Mortal es un gallego joven, rubio y bello que Auxilio y Socorro, “tristes hermafroditas” (p. 178), desean. Es una figura de Dios u Objeto de Deseo que proviene de las secciones anteriores, habiendo surgido de la décima de Dolores Rondón en que se basa la segunda (“ve, mortal, y considera”). La imagen de Cristo, que lo representa en esta tercera parte, la sacan de la sacristía de la catedral de Santiago; es un muñeco tosco de madera de coyunturas flexibles, con bisagras, que se va desbaratando a medida que la procesión o comparsa se desplaza gradualmente de oriente a occidente a lo largo de Cuba, camino a La Habana. Cuando llegan a la capital, donde los recibe una multitud y los vigilan helicópteros, nieva. En ese momento, en medio del baile, la imagen de Cristo empieza a hablar sobre su inminente deceso y a dar opiniones lapidarias sobre la muerte. La acción concluye con una balacera desde los helicópteros.

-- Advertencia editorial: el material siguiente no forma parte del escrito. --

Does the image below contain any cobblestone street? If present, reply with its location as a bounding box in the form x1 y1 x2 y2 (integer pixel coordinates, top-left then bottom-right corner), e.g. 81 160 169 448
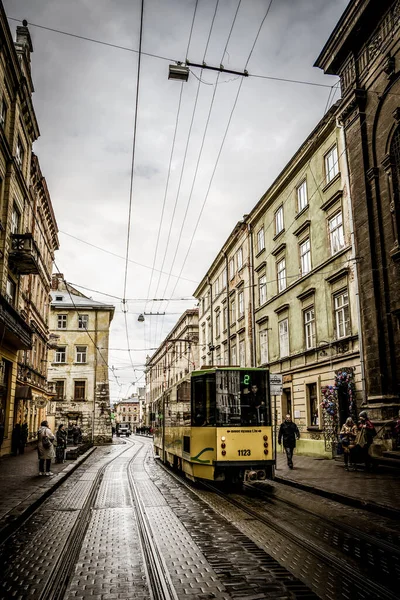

En este esbozo omito innumerables detalles significativos para poder dar una idea general de lo que sería el argumento o trama. Por ejemplo, en Andalucía el discurso del narrador y los personajes, se apropian de versos de San Juan de la Cruz; el deseo de Auxilio y Socorro se expresa en términos de la mística española, que el narrador se da cuenta y pide excusas aparece parodiada. Sabemos, desde luego, que San Juan trasvasó a “lo divino” el erotismo garcilasiano, derivado de Petrarca y la retórica del amor cortés. La travesía del Atlántico se narra aprovechando ecos textuales del diario de bitácora de Colón. La descripción de la catedral de Santiago y su pasado musical viene de La música en Cuba, de Carpentier (1946). (Hay ecos en todo esto, ay Severo, del relato de Carpentier “El camino de Santiago”.) Auxilio y Socorro se van metamorfoseando y adquiriendo nuevos motes burlescos a lo largo del relato: las Flamencas, las Moritas, las Murciélago, las Majas, las Pálidas, y así sucesivamente. En el periodo andaluz encuentran un tapiz con la historia y figura de Mortal, por el que se pelean y en la pugna parten en dos, para luego zurcirlo torpemente, imagen evidente de la evolución del texto de su propia historia. (Esto parece sacado del Los trabajos de Persiles y Sigismunda, de Cervantes, pero yo sé que Severo no lo había leído.) El narrador, “Yo” en el texto, ofrece comentarios sobre éste y otros momentos reflexivos, siempre en un tono de guasa, sobre todo cuando alude a sí mismo. El texto se sabe serio en su temática, pero burlón en su práctica, y predomina la típica ironía novelística que distancia al narrador de su discurso.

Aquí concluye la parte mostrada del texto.